Kerameikos was very important in ancient times. The area was originally where the potters and artisans lived, and it later became the cemetery of Athens. The small museum hosts several artefacts related to funerary practices.
Even though the site is big, you could probably walk around in about an hour. However, you can easily spend longer. The site is open from 8 am to 8 pm in summer, and closes at 5 pm in winter.
After Kerameikos, it’s time to stroll around the lovely, quaint neighbourhoods called Plaka and Anafiotika.
Plaka and Anafiotika
Walk up Ermou and Adrianou streets, turn right on Vrisakiou or Areos street, and head towards Tripodon. You’ve now reached the famous locale called Plaka.
Plaka is a small neighbourhood with lots of restaurants, tavernas, bakeries, cafes and bars.
It’s also full of charming neoclassical buildings, some nice street art and an assortment of tourist shops where you can buy tasteful and not-so-tasteful Greek souvenirs.
You can easily spend a few hours here, or even perhaps climb up to the quaint Anafiotika area before dark.

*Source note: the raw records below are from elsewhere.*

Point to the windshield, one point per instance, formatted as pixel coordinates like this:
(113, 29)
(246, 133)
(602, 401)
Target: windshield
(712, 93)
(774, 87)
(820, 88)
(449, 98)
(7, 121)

This is a tiny neighborhood that looks like a Greek island!
Day 1 Athens – Overview
Here is an overview of your first day in Athens, which begins at Acropolis metro, and ends in Plaka:
- The Temple of Zeus
- The Acropolis
- The Acropolis Museum
- Filopappou Hill
- Mars Hill
- Kerameikos ancient cemetery
While this is easily doable in one day in Athens, some people might find it a little tiring. It’s best to avoid this itinerary if you are jetlagged!
If you are visiting in winter, you will probably run out of time to visit Kerameikos. It’s best to check out all the other must sees in Athens without feeling rushed, and perhaps return to visit Kerameikos on Day 2 or 3.
Day 2 – Experience the local markets in modern Athens
On your second day, you will explore more ancient sites, but also have a taste of the local life! Visit markets, commercial streets and areas where Athenians hang out.
Visit the Ancient Agora of Athens
Start your day with a visit to the Ancient Agora, which is located close to Monastiraki square. The Agora once was the social, financial and commercial heart of the city. In my opinion, it’s one of the most fascinating spots in central Athens.
Note: This photo was taken in January. You will not need a coat in the summer – more like shorts and a T-Shirt! Here’s what to pack for Greece.
The Ancient Agora is full of ancient ruins, including the temple of Hephaestus, the best preserved temple in Greece. Go inside the Byzantine church of Holy Apostles, to check the frescoes.
I find the museum in the Ancient Agora fascinating. Take your time to read the informative signs, and you can learn a lot about the Ancient Greeks.
Allow a couple of hours for the Agora and the museum, as there is a fair amount of walking. Make sure you take in the beautiful views of our city!
Here is my complete visitor’s guide to the Ancient Agora.
Athens markets in Monastiraki
Once you are out of the Agora, check out the flea market in Monastiraki. This is located on Ifestou street and the surrounding alleyways.
Although there’s a touristy side to it, you will also see second-hand bookstores, antique shops etc. If you are in Athens on a Sunday, check out the bigger antiques market, which begins very early in the day.
For a quick break, you can go up the 360 Rooftop Café. They offer drinks and snacks with an unbeatable view of (guess what?) the Acropolis!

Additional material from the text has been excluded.